Stop Wishing, Go Fishing

Stop Wishing, Go Fishing

Jim Berringer, a long-time Hawks Nest resident, landed this 21-pound mutton snapper in 20 feet of water on 15-pound test with a little help from Capt. Mike Nealis.

The waters surrounding the Marathon area are loaded with fish of all shapes and sizes. On the color change, there are still quite a number of dolphin coming through with sizeable black fin tuna mixed in. Fresh tuna is truly hard to beat – whether you like sushi or prefer it grilled or blackened, it cannot be beat.

A fair number of sailfish are also in the area, which is honestly pretty typical for this time of the year. Live baiting “the edge” or color change can be quite exciting as you just never know what will pop up and take the bait. It could be dolphin, sharks, tuna, sailfish, kingfish, wahoo or cero mackerel.

Anglers aboard The Best Bet are enjoying warm weather, calm waters and decent dolphin catches as they continue to remain in Keys waters.

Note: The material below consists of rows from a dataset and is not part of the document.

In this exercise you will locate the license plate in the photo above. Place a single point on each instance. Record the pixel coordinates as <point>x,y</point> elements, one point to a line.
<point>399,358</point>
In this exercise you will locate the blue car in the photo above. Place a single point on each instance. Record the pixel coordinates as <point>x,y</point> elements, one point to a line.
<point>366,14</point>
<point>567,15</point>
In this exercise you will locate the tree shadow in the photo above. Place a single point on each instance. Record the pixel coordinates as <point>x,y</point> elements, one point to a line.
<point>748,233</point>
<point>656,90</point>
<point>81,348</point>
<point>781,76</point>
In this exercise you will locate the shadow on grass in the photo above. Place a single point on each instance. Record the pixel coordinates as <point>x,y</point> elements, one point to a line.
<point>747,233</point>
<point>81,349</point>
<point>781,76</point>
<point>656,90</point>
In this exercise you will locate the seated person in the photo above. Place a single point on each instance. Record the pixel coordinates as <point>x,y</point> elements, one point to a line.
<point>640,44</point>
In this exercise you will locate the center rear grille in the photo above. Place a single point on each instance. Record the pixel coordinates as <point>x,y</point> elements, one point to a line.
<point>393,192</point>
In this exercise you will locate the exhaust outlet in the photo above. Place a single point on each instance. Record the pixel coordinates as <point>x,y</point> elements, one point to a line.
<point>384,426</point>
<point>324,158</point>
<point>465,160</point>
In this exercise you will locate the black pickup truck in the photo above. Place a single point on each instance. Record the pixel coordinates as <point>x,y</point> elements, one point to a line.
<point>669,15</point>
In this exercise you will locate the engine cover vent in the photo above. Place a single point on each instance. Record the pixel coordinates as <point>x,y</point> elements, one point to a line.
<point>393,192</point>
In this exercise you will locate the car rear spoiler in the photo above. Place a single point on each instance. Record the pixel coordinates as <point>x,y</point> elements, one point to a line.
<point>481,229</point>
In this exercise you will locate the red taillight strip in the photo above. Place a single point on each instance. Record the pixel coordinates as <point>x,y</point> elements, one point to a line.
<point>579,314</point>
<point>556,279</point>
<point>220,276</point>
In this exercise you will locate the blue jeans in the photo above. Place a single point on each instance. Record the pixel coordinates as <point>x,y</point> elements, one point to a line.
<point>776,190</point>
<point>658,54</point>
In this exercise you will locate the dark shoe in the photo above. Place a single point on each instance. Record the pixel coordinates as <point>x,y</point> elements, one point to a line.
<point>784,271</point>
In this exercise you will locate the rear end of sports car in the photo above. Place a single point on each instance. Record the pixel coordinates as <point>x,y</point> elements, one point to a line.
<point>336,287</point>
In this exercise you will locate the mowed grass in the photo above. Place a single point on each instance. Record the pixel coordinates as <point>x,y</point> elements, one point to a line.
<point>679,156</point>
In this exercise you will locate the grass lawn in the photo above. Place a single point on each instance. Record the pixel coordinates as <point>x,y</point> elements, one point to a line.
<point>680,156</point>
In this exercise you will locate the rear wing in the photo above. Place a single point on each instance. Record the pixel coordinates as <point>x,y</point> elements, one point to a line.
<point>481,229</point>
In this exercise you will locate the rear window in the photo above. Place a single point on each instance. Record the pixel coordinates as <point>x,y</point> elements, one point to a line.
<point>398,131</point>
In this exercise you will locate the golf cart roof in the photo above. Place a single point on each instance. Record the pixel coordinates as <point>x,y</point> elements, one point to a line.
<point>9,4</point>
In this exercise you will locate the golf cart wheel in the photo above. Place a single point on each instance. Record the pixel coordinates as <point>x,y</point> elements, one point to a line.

Just offshore on the wrecks, the big mutton snapper continue to add a lot of color to the coolers with some fish approaching the 20-pound mark. There have also been a good amount of big and small jacks on these spots. Amberjacks over 30 pounds will test any anglers’ endurance level – they are tough that put up quite a fight and make for a fun catch!

Back inside on the patch reefs, the action is never ending with mangrove snapper, mutton snapper and lots of grouper. Though grouper are fun to land and seem to be in greater abundance since the season closure at the beginning of the year, please remember they are illegal to harvest until May 1. So, please release them unharmed. Kingfish, spanish and cero mackerel, as well as a variety of other species, are all ready to thrill any anglers’ skill on the patch reefs.

So, stop wishing…get out there and go fishing!

Best Bet for the week ahead: Check the weather reports, and be open to some flexibility in the scheduling of your charter. Patch reefs are great for filling coolers in the morning, and then head offshore in the afternoon to work the color change.